38a-514 in 1991; P.A. 92-117 amended Subsec. (e) to make its provisions apply to the services of a Connecticut certified
marriage and family therapist certified prior to October 1, 1992, amended Subsec. (g) to make provisions applicable to the
services rendered by a Connecticut certified marriage and family therapist and made technical corrections for statutory
consistency throughout section; P.A. 93-91 substituted commissioner and department of children and families for commissioner and department of children and youth services, effective July 1, 1993; P.A. 93-381 replaced department of health
services with department of public health and addiction services, effective July 1, 1993; P.A. 95-75 amended Subsec. (g)
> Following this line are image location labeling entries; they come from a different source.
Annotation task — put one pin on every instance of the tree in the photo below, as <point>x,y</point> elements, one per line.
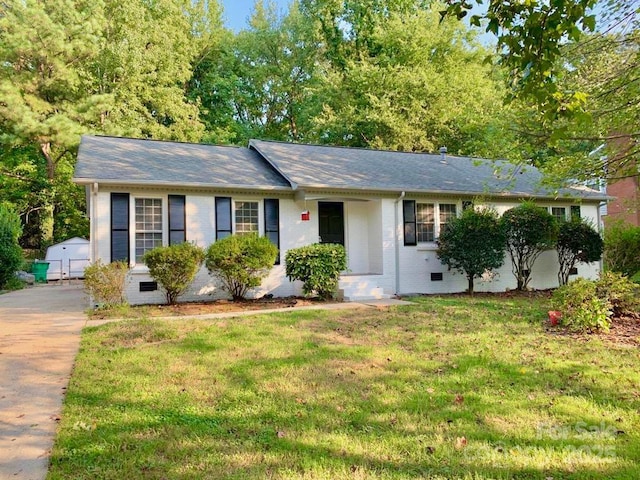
<point>240,262</point>
<point>174,267</point>
<point>530,230</point>
<point>472,243</point>
<point>578,242</point>
<point>10,251</point>
<point>401,80</point>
to authorize payment of benefits for services rendered by a person with a master's degree in marriage and family therapy
under the supervision of a psychiatrist, physician, Connecticut certified marriage and family therapist or a certified independent social worker; P.A. 95-116 replaced references to certified independent social workers with references to licensed
clinical social workers; P.A. 95-257 replaced Commissioner and Department of Public Health and Addiction Services
with Commissioner and Department of Public Health and replaced Commissioner and Department of Mental Health with
Commissioner and Department of Mental Health and Addiction Services, effective July 1, 1995; P.A. 95-289 made technical
changes to Subsecs. (e), (g) and (h) concerning changing marital and family therapists from "certified" to "licensed"; P.A.
96-180 amended Subsec. (e)(4) to substitute "marital" for "marriage" in reference to "marital and family therapist", effective
June 3, 1996; P.A. 99-284 rewrote introductory language and designated it as Subsec. (a), added reference to Subdivs. (1),
(2), (4), (11) and (12) of Sec. 38a-469, and added coverage for "mental or nervous conditions" and defined term, deleted
provisions of Subsecs. (a), (b) and (c), inserted new Subsec. (b) re requirement that no policy place a greater financial
burden on an insured for access to diagnosis or treatment of mental or nervous conditions than for other conditions,
redesignated former Subsecs. (d) and (e) as (c) and (d), respectively, and added Subdiv. (d)(5) re alcohol and drug counselors,
redesignated former Subsec. (f) as (e) and added exception for managed care plans, redesignated former Subsecs. (g) and
(h) as (f) and (g), respectively, and added Subdiv. (f)(3) and amended Subdiv. (h)(2) re alcohol and drug counselors,
redesignated Subsecs. (i) and (j) as (h) and (i), respectively, and amended Subsec. (i) to add exception re coverage provided
under a managed care plan, redesignated former Subsecs. (k), (l) and (m) as (j), (k) and (l), respectively, and made technical
changes, effective January 1, 2000; P.A. 00-135 reorganized section and added provisions re licensed professional counselors, effective May 26, 2000; P.A. 02-24 deleted "the" re "post-master's social work experience" in Subsec. (d)(1) and (3);
pursuant to P.A. 07-73 "Department of Mental Retardation" was changed editorially by the Revisors to "Department of
Developmental Services", effective October 1, 2007; P.A. 08-125 amended Subsec. (k) by deleting former provision re
hospitalization requirement and limitation to children and adolescents and making conforming and technical changes,
effective January 1, 2009.
See Sec. 38a-538 re conversion and extension rights of group members and re liability of group employers.
See Sec. 38a-488a for similar provisions re individual policies.